I'd love to hear some thoughts on this.
Could you handle this using the "==dev" version specifier? If the distribution's page on PyPI includes a link to a .tgz of the current dev version (such as both github and bitbucket provide automatically) and you append "#egg=project_name-dev" to the link, both easy_install and pip will use that .tgz if ==dev is requested.
This doesn't allow you to pin to anything more specific than "most recent tip/head", but in a lot of cases that might be good enough?
I meant to mention that the solution I had considered before asking was to put up a Pinax PyPI and make development releases on it. We could put up an instance of chishop. We are already using pip's --find-links to point at pypi.pinaxproject.com for packages we've had to release ourselves.
Most open source distributors (the Debians, Ubuntu's, MacPorts, et al) use some sort of patch management mechanism. So something like: import the base source code for each package as released, as a tar ball, or as a SCM snapshot. Then manage any necessary modifications on top of it using a patch manager, like quilt or Mercurial's Queues. Then bundle up each external package with any applied patches in a consistent format. Or have URLs to the base packages and URLs to the individual patches and have them applied during installation. That's essentially what MacPorts does.

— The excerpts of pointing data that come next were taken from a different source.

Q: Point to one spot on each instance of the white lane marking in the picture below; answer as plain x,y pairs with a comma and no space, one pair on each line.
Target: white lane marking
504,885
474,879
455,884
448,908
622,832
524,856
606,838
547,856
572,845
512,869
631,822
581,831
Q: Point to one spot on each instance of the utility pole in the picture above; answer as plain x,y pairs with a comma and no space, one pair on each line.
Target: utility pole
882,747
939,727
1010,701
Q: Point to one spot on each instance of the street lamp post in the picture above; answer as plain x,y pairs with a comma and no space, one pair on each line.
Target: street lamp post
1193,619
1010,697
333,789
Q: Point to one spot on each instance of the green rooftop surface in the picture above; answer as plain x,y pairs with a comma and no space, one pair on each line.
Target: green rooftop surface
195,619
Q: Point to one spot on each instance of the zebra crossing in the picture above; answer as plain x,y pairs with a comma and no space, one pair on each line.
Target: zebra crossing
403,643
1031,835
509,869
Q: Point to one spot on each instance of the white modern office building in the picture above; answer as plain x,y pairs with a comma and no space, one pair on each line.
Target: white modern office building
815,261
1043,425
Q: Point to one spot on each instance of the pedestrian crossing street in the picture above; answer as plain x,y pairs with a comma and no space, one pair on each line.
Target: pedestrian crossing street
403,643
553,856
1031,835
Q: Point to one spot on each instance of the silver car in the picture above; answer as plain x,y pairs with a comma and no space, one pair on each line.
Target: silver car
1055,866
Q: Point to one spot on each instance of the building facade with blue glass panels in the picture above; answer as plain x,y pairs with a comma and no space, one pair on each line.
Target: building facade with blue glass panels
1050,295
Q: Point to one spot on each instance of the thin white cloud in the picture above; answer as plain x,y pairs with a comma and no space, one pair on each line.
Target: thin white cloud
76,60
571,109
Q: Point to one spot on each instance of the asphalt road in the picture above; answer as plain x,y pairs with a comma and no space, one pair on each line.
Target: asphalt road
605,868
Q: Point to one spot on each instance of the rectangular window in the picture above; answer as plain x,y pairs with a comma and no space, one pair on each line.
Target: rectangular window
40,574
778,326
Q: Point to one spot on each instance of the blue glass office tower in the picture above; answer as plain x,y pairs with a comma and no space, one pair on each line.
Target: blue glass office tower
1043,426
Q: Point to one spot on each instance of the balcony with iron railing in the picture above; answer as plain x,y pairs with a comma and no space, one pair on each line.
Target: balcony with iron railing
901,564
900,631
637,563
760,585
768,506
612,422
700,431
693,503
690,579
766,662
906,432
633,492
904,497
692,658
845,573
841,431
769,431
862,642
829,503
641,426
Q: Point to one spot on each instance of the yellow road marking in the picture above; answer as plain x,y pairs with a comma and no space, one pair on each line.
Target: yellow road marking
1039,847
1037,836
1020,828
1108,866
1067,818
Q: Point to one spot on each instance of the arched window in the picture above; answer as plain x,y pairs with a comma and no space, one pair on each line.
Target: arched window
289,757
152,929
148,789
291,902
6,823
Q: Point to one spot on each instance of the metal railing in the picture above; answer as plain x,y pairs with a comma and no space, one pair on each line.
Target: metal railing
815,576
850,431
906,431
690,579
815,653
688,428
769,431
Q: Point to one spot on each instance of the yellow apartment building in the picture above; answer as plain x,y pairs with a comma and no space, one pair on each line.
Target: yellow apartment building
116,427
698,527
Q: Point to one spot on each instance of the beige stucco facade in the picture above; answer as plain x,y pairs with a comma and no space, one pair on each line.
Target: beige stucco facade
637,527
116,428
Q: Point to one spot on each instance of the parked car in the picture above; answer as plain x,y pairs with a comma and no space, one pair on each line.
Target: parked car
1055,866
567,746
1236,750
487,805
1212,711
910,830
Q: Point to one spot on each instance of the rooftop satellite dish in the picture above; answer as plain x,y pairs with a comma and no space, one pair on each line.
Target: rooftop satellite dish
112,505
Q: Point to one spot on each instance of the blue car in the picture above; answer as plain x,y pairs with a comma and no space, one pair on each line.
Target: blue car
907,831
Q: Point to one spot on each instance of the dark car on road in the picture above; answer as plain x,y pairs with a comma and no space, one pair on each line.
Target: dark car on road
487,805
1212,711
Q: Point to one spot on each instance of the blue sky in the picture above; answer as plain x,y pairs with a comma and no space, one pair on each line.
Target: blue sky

EDIT: To take it one step further, you could then version control the set of patches across all of the external packages and make that available as a unit. That's quite easy to do with Mercurial Queues. Then you've simplified the problem to just publishing one set of patches using one SCM system, with the patches applied locally as above or available for developers to pull and apply to their copies of the base release packages.
EDIT: I am not sure I am reading your question correctly so the following may not answer your question directly.
Something I've considered, but haven't tested, is using pip's freeze bundle feature. Perhaps using that and distributing the bundle with Pinax would work? My only concern would be how different OS's are handled. For example, I've never used pip on Windows, so I wouldn't know how a bundle would interact there.
The full idea I hope to try is creating a paver script that controls management of the bundles, making it easy for users to upgrade to newer versions. This would require a bit of scaffolding though.
One other option may be you keeping a mirror of the apps you don't control, in a consistent vcs, and then distributing your mirrored versions. This would take away the need for "everyone" to have many different programs installed.
Other than that, it seems the only real solution is what you guys are doing, there isn't a hassle-free way that I've been able to find.